Каждый год в конце июля я езжу собирать голубику в Подмосковье. Она любит влагу и растет на болотах и старых торфоразработках. Путь не близкий - от вокзала добираться до места более трех часов. Сырая тропа ведет по лесной просеке до главной дренажной канавы шириной примерно пять метров и глубиной два метра, окаймляющей давно заброшенные торфоразработки. В ней - покрытая ряской вода. Обычно я переходил канаву по мостику и шел вдоль нее узкой, протоптанной кем-то в зарослях тропой, пока не упирался в такую же глубокую поперечную дренажную канаву, что тянулась вдоль заросшей насыпи бывшей узкоколейки. На дне этой канавы протекал ручеек, по одну сторону были голые поля торфоразработки, по другую - низкий болотистый сосновый лес вперемежку с березками, в котором и росла голубика.
Ездил туда и в 2001 году. Но перейти канаву у насыпи не смог: она почти до краев была заполнена водой. Пришлось идти в сосняк через торфяные поля. Набрав ягод, пошел обратно по заросшей насыпи. Привычной тропы там не оказалось: жесткая трава стояла по пояс. Местами от канавы начинались пробитые в траве узкие тропки, пересекающие насыпь. Добрался до главной дренажной канавы - и она заполнена водой. Пошел вдоль нее, надеясь найти лежащее поперек бревно. Метров через сто увидел плотину. Через нее просачивался ручеек. Плотина была сложена из обрезанных по краям веток и проконопачена травой и грязью. Срезы веток, уже потемневшие, ясно указывали, кто ее построил. Так работают только бобры. Вот кто, заботясь о своих угодьях, поднял и поддерживает уровень воды в канавах! И свежие тропки в траве через насыпь их же. Иначе как ходить на кормежку? Хатку бобров с подводным входом я не нашел. Увидеть зверьков, конечно, тоже не удалось: они не любят шума и работают по ночам. К тому же пугливы и осторожны.
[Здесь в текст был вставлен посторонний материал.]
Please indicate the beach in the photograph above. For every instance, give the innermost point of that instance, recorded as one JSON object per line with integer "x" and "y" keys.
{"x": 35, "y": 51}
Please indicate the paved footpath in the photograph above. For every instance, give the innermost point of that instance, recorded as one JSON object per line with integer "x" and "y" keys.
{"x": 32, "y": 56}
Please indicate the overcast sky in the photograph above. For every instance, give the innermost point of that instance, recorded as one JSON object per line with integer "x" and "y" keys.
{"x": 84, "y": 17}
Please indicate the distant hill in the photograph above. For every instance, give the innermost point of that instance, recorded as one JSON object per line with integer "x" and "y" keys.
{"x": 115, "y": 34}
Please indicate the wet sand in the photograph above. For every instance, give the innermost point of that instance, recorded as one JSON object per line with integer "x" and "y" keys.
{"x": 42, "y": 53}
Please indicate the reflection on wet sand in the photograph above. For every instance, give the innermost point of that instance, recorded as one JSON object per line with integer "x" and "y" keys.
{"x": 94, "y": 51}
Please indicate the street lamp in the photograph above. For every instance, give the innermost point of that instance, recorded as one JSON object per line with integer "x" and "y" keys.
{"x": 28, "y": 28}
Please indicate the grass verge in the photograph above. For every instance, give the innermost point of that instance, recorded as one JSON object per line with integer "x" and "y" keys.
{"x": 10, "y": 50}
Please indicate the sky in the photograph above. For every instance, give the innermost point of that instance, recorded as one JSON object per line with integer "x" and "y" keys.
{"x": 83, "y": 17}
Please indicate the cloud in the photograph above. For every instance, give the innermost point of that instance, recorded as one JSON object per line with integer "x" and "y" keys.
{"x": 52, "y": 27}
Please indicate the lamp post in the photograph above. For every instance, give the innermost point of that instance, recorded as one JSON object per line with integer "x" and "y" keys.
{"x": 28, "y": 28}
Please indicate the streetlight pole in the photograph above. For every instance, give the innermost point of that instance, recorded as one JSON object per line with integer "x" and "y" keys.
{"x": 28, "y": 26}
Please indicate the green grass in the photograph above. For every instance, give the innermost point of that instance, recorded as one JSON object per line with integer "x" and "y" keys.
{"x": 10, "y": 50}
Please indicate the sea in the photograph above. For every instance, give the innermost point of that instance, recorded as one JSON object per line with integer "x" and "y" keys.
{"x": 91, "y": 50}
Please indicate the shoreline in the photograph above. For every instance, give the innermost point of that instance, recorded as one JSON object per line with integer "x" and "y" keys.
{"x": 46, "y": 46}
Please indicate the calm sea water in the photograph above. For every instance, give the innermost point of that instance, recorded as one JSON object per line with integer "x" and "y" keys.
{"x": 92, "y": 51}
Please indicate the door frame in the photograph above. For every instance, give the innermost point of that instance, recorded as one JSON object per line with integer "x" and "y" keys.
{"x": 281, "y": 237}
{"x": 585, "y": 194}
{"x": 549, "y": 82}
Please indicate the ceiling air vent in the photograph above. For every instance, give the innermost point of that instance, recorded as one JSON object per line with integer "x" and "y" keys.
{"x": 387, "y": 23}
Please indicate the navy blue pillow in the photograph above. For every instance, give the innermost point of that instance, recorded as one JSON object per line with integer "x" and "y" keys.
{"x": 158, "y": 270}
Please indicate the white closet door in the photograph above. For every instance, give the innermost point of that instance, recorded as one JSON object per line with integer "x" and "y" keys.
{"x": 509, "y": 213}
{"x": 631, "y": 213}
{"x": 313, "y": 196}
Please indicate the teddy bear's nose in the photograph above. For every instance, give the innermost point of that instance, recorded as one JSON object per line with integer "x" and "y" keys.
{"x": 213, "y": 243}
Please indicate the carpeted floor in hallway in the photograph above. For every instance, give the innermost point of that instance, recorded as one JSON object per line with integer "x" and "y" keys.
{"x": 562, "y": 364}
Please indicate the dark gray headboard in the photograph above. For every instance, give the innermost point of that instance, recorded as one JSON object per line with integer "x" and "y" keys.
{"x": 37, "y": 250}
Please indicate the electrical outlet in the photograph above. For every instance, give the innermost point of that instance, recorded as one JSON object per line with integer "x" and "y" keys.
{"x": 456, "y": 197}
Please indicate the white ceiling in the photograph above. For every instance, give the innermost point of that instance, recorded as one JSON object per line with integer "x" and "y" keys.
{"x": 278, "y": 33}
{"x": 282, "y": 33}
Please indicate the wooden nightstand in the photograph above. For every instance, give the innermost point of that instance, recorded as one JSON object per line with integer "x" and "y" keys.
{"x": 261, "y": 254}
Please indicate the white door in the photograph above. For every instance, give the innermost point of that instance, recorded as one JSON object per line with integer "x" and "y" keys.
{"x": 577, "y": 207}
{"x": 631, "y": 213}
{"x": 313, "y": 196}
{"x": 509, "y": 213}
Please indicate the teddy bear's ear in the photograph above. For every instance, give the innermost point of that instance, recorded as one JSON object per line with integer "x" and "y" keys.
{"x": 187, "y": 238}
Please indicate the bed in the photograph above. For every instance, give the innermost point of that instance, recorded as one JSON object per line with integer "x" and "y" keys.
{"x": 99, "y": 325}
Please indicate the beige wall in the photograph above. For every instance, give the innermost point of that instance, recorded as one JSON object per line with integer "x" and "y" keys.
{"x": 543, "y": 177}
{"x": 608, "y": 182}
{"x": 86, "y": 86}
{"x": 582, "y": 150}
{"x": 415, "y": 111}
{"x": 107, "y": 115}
Лето 2002 года выдалось жарким и очень сухим. Уже в июле Москва дышала дымом: горели торфяники и леса. Поехал на знакомые места посмотреть, что там происходит. Небо безоблачное, но солнце едва проглядывает через дымную пелену, пахнет гарью. Прошел просеку, вышел на торфяное поле: его не узнать. Обожженные березки, обгоревшая почва, пепел, кое-где еще дымятся недогоревшие пни, а из дальнего сосняка в небо поднимается высоченный, клубящийся столб желто-белого дыма. Верх его загибается и широким шлейфом тянется к горизонту. Добрался до канавы. Зеленые березки стояли только вдоль нее, и где-то среди них видна натужно ревущая пожарная машина, качающая воду из канавы, которую наполнили бобры.
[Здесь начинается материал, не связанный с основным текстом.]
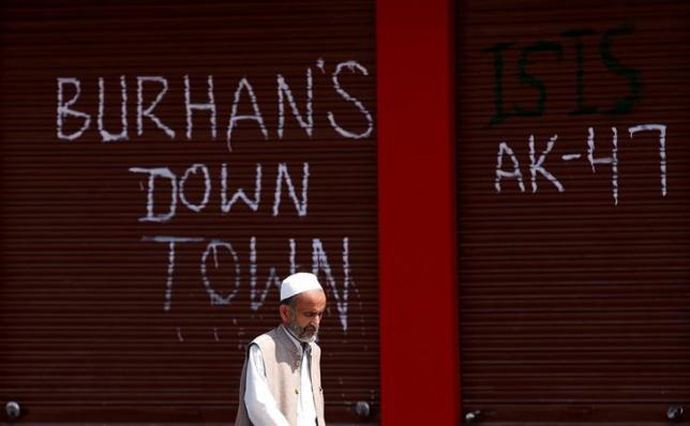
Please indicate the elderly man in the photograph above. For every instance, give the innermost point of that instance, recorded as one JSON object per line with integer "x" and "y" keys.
{"x": 281, "y": 377}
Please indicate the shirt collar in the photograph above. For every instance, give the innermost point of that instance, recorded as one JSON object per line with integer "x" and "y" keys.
{"x": 296, "y": 342}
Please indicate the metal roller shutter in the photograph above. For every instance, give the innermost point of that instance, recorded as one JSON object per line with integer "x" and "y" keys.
{"x": 574, "y": 263}
{"x": 134, "y": 272}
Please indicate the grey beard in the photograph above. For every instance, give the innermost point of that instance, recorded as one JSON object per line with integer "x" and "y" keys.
{"x": 297, "y": 331}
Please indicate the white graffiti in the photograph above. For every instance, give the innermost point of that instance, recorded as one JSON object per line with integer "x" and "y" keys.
{"x": 537, "y": 166}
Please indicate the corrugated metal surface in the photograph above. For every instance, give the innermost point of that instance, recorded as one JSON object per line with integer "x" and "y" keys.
{"x": 574, "y": 292}
{"x": 95, "y": 323}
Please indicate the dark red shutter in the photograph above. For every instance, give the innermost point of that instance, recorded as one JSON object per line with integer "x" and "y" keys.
{"x": 92, "y": 326}
{"x": 574, "y": 305}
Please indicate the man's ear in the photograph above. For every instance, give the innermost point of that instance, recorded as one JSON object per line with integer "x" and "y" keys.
{"x": 285, "y": 313}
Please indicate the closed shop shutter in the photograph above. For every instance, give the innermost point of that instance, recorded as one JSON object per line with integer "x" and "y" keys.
{"x": 573, "y": 202}
{"x": 151, "y": 202}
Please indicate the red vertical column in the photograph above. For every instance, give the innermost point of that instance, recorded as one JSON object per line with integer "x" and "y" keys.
{"x": 417, "y": 236}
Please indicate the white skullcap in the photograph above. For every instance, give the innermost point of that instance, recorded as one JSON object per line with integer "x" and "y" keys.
{"x": 298, "y": 283}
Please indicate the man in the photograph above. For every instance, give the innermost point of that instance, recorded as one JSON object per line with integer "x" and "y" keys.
{"x": 281, "y": 377}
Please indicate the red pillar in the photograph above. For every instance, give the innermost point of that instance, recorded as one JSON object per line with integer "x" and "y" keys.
{"x": 417, "y": 232}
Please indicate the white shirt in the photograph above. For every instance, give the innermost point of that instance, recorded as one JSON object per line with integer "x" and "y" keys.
{"x": 262, "y": 408}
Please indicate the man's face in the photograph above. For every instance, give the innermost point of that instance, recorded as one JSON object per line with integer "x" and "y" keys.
{"x": 304, "y": 320}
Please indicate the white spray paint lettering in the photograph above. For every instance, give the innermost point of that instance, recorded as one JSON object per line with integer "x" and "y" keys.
{"x": 537, "y": 165}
Низкорослый сосняк с голубичником почти не пострадал. Высокая вода в соседней бывшей дренажной канаве увлажнила почву и мох, и низовой огонь, спаливший все вокруг, обошел это место стороной. Дальний березняк с еще зеленой листвой лежал вповалку: в корнях выгорел торф.
Спасибо бобрам за заботу о местах своего проживания! И человеку бы у них поучиться подобной рекультивации выработанных торфяников.
Видел во время походов по лесным речкам, как бобры осваивают новые глухие места. Строят плотинку на маленьком ручейке, заливая землю в ближайшем осиннике. Прокапывают каналы к каждой осине. Ее молодая кора - их любимая еда. Потом осину валят и "срезают" все сучья. Большую часть сваленных деревьев разгрызают на части и доставляют по воде. К осинам, стоящим сравнительно далеко от воды, они подбираются и во время половодья на маленьких речках, что можно наблюдать даже километрах в восьмидесяти от Москвы. Иногда пытаются завалить и очень большое дерево, оказывающееся в прямом смысле не по зубам.
Кстати, недавно принято решение: для упреждения пожаров провести обводнение старых осушенных торфоразработок. Не у бобров ли научились?